MIL has lived for years on the fringes of a modern country. Unless she has never had TV, she knows quite well what hygiene is normal. Her ‘inability’ to change just has to be ‘unwillingness’, not inability. ‘If I ruled the world! I do what I want, and you damn well put up with it’. Not on my turf, you don’t!
You made an excellent point about Farmerlee74's boyfriend expecting her to become his mom's 24/7 caregiver.
Just not yet. From how Farmerlee74 describes her situation it sounds to me like she's a caregiver-in-waiting. That the boyfriend is grooming her to take over the caregiver role for his mother at some point.
If the mom gets SS and has a government pension coming in from her late husband, she can go into a care facility. True, they will take that money and if it doesn't cover her cost the facility will get her on Medicaid to pay the rest.
Really it sounds like the son doesn't want a dime spent on caregiving services for his mother, and is playing a waiting game.
Waiting for Farmerlee74 to take over the caregiving or waiting for the mother to die.

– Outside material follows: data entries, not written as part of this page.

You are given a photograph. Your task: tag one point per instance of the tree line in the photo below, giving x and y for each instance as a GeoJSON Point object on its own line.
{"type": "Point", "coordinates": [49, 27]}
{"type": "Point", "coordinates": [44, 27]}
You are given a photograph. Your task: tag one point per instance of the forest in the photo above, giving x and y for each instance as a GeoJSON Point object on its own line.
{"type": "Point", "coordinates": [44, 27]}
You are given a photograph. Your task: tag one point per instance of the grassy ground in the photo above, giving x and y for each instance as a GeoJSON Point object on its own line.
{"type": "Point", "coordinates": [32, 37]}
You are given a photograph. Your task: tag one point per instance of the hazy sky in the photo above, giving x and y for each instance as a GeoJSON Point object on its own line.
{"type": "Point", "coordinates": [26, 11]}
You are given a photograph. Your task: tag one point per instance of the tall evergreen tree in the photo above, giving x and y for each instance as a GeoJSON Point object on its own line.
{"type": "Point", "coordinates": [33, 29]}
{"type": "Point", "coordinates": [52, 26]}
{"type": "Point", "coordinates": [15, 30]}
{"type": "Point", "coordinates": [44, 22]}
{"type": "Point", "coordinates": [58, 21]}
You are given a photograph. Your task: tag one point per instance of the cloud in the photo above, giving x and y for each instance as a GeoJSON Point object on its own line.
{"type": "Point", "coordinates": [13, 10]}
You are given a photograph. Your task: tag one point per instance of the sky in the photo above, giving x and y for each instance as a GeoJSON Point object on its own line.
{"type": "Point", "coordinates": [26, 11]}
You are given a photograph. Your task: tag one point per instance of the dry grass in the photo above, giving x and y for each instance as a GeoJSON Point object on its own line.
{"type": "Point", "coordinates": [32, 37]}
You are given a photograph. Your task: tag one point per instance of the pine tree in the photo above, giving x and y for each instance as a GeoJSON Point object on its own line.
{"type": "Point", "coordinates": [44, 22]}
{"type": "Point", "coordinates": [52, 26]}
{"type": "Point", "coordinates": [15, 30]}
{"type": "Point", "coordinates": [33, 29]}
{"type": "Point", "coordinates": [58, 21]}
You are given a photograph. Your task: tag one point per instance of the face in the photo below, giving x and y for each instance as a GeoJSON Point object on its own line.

That guy (the boyfriend) needs to take back his own life and put his mother in a care facility.
Have you decided what you want regarding next visit?
Whether him + her back (with new rules), just him (her never) or neither at all?
I know you won’t believe it, but con men are always convincing and second families are not unknown. Things that don't seem to make sense can often have a quite logical explanation that wasn't obvious. At least go down unannounced sometime, stay somewhere close and ask around. Make a check, at least about the second family. For your sake.